Testosterone makers and some doctors “market the idea that men go through something similar to menopause, where they have these marked declines in testosterone and all these symptoms that we normally attribute to aging,” Perls says. “They say ‘If we give you testosterone, it will reverse the problem.’ It was a wildly successful ad campaign. We consider it to be disease mongering.”

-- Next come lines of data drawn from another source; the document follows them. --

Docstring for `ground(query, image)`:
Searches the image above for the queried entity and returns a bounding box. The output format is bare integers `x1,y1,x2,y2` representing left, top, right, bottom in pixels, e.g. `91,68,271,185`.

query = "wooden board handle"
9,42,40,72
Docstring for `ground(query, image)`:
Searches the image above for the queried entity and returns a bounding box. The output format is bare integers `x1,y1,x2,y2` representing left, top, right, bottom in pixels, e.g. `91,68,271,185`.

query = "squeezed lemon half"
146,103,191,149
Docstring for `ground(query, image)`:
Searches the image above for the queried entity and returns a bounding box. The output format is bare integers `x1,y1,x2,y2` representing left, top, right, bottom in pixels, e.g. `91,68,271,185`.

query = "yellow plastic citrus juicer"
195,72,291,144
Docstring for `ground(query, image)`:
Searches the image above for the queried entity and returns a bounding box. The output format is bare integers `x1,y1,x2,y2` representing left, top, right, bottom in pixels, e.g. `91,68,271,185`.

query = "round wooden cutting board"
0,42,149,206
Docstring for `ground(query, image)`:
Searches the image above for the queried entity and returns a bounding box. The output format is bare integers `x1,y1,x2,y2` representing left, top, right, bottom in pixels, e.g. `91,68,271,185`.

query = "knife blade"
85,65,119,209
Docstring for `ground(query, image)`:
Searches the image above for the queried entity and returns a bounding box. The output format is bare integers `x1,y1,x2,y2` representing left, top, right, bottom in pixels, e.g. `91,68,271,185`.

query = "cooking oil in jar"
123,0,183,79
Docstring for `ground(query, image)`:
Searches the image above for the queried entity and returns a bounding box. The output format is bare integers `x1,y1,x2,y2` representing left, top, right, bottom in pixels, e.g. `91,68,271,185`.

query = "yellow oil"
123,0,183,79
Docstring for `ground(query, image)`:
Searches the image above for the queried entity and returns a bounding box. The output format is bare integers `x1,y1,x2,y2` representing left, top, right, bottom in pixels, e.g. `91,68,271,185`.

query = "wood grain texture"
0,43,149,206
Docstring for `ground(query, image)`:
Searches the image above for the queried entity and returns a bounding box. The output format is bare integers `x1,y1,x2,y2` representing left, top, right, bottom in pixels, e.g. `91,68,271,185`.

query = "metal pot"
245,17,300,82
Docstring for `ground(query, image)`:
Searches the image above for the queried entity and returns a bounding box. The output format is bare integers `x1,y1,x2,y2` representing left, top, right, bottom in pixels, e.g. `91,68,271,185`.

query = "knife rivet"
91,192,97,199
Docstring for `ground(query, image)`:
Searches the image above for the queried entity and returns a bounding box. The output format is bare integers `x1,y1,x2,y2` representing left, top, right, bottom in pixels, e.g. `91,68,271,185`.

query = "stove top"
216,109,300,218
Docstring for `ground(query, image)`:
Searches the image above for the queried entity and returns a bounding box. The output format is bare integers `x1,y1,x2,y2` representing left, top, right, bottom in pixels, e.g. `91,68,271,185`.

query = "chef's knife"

Perls and Handelsman’s critique of testosterone marketing comes just weeks after the U.S. Food & Drug Administration issued tough new rules for the companies that market the hormone treatment. The agency demanded labels be revised make it clear the drugs are only for patients with diseases like hypogonadism or injuries that cause severely low levels of testosterone, and that replacement therapy may raise the risk of cardiovascular problems. Furthermore, the agency ordered testosterone makers to conduct post-marketing research to better elucidate testosterone’s risks.

But Perls and Handelsman argue that’s not enough. They’re calling for the agency to team up with the Federal Trade Commission and ban testosterone advertising for “contrived” conditions such as Low T or “andropause,” the term commonly used for male menopause. And they’re urging the FDA and Health Canada to require physicians to demonstrate—with legitimate hormone testing and the like—that any patient handed a prescription for testosterone actually has a disease that needs to be treated.